Abstract: In this paper, an efficient communication method for visual and speech impaired people have been developed using several algorithms. Communication is important part of human life. Communication helps in mutual understanding. All over world, deaf and dumb people struggle in expressing their feelings to other people. Deaf and dumb people use hand gestures for their communications. These gestures are understood by only few people, hence it is necessary to convert these gestures into some other form which is understood by everyone. Thus an algorithm has been implemented to convert these gestures into speech. Another algorithm has been implemented to convert speech to text to help these people in the other way of communication.

Keywords- Image processing, Image recognition, Speech processing and recognition, Linear Predictive Code(LPC), Artificial neural network, Principal component Analysis(PCA), Linear Discriminant Analysis(LDA).


      1. OVERVIEW

        A gesture may be defined as a movement, usually of hand or face that expresses an idea, sentiment or emotion. Sign language is a more organized and defined way of communication in which every word or alphabet is assigned some gesture. Sign language is mostly used by the deaf, dumb or people with any other kind of disabilities. Our aim is to design an algorithm which converts sign language to speech and speech to text so that communication is established between normal and visually or speech impaired people.

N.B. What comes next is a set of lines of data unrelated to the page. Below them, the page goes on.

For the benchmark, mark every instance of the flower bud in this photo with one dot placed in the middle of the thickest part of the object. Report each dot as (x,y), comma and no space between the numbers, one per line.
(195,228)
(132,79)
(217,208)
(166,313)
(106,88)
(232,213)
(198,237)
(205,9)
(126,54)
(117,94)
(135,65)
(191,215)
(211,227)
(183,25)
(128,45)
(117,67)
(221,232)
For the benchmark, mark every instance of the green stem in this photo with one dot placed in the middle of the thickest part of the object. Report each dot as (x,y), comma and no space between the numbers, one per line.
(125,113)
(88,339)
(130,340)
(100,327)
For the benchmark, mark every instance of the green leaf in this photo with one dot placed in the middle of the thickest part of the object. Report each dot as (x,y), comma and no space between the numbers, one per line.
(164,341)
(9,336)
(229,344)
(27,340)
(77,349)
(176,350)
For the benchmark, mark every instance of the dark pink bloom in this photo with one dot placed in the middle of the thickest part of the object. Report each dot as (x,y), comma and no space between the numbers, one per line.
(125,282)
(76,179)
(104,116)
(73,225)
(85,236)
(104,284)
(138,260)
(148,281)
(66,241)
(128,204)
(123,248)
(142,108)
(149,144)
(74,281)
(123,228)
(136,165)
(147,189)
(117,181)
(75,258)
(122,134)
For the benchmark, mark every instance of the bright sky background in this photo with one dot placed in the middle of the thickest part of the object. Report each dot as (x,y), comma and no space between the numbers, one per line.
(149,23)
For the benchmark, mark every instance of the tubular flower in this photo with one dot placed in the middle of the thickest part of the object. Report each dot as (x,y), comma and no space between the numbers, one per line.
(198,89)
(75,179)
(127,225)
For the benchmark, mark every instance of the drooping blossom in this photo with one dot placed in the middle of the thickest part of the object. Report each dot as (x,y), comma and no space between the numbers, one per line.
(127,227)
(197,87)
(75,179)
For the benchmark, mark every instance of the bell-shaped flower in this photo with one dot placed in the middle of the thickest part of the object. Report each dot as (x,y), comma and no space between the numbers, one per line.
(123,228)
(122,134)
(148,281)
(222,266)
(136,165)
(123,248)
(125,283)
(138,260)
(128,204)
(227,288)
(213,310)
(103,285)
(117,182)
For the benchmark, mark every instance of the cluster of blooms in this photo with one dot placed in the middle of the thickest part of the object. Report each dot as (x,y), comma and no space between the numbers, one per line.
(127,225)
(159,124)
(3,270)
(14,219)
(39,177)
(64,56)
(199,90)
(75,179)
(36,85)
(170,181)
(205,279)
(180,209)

        There are two processes to be implemented,

        • Image to speech conversion

        • Speech to text conversion

          Image to text conversion involves image recognition and corresponding text generation. Image recognition is done by PCA and LDA methods. PCA is used to project images from the original image space into a gesture-subspace, where dimensionality is reduced and here intra class scattering is more and inter class scattering is less. LDA accepts high dimensional data(raw images) as input, and optimizes Fisher's criterion directly, without any feature extraction or dimensionality reduction steps. LDA is an enhancement to PCA, it constructs a discriminant subspace that minimizes the scatter between images of same class and maximizes the scatter between different class images. After image is recognised corresponding text is genertaed. Thus generated

          text is converted into speech using TTS(text to speech converter).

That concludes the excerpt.